“Atenienses, estou longe de argumentar em meu próprio interesse, como se poderia imaginar, porém no vosso.” – Sócrates endereçando-se aos jurados (Apologia – 30d)
No inverno de 400 a.C. para 399 a.C. três cidadãos atenienses, Méleto, secundado por Ânito e Lico, apresentaram ao rei-arconte de Atenas duas acusações: (a) Sócrates teria se recusado a reconhecer os deuses da Cidade, substituindo-os por entidades demoníacas (crime de ateísmo ou impiedade), acusação de Méleto. (b) Sócrates teria corrompido a mocidade, ensinando-lhe tais coisas (crime de subversão), acusação de Ânito. Nenhuma destas acusações era verdadeira, mas Atenas estava saindo da guerra do Peloponeso, que perdera para Esparta, e sofrera o “Governo dos 30”, entre os quais havia alunos de Sócrates. Depois de depostos e exilados, estes foram perdoados causando perturbação na população. Uma tensão para qual Sócrates seria o bode expiatório. Contribui para sua condenação o fato de Sócrates (através da prática da maiêutica) ter desmascarado muitos políticos, artistas, artesões e sofistas, indispondo-os com ele. O plano era que Sócrates apela-se contra a pena de morte e acabasse exilado, mas isso ele nunca aceitou.
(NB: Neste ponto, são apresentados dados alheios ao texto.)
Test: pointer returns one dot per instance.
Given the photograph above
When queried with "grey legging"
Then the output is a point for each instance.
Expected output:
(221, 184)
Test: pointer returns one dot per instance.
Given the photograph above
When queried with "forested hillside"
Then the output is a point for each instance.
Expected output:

O rei-arconte aceitou a queixa, dirigiu o inquérito e convocou 501 jurados homens com mais de 30 anos. Após um julgamento que durou entre nove e dez horas, Sócrates foi considerado culpado por uma diferença de 30 votos. Posteriormente, votada a pena de morte por ampla maioria, Sócrates foi imediatamente conduzido à prisão para aguardar a execução que foi adiada por coincidir com interditos religiosos. No dia seguinte em que as proibições acabaram, Sócrates tomou um cálice de cicuta.
Apologia explicita a insolúvel tensão ontológica entre o indivíduo e a coletividade – o indivíduo é único, mas também gregário (zoon politikon) – o difícil equilíbrio da liberdade individual e as obrigações sociais, conflito entre as consciências individual e coletiva. Com a morte de Sócrates a filosofia passou a ser um ato da consciência individual autônomo e completamente independente do conjunto das consciências externas, porém sem nunca desprezar a herança social. Platão nos mostra a vida do filósofo: um desafio constante na eterna batalha entre indivíduo e massa social, entre virtude e vulgaridade, entre filosofia (amor pela verdade) e sofismo.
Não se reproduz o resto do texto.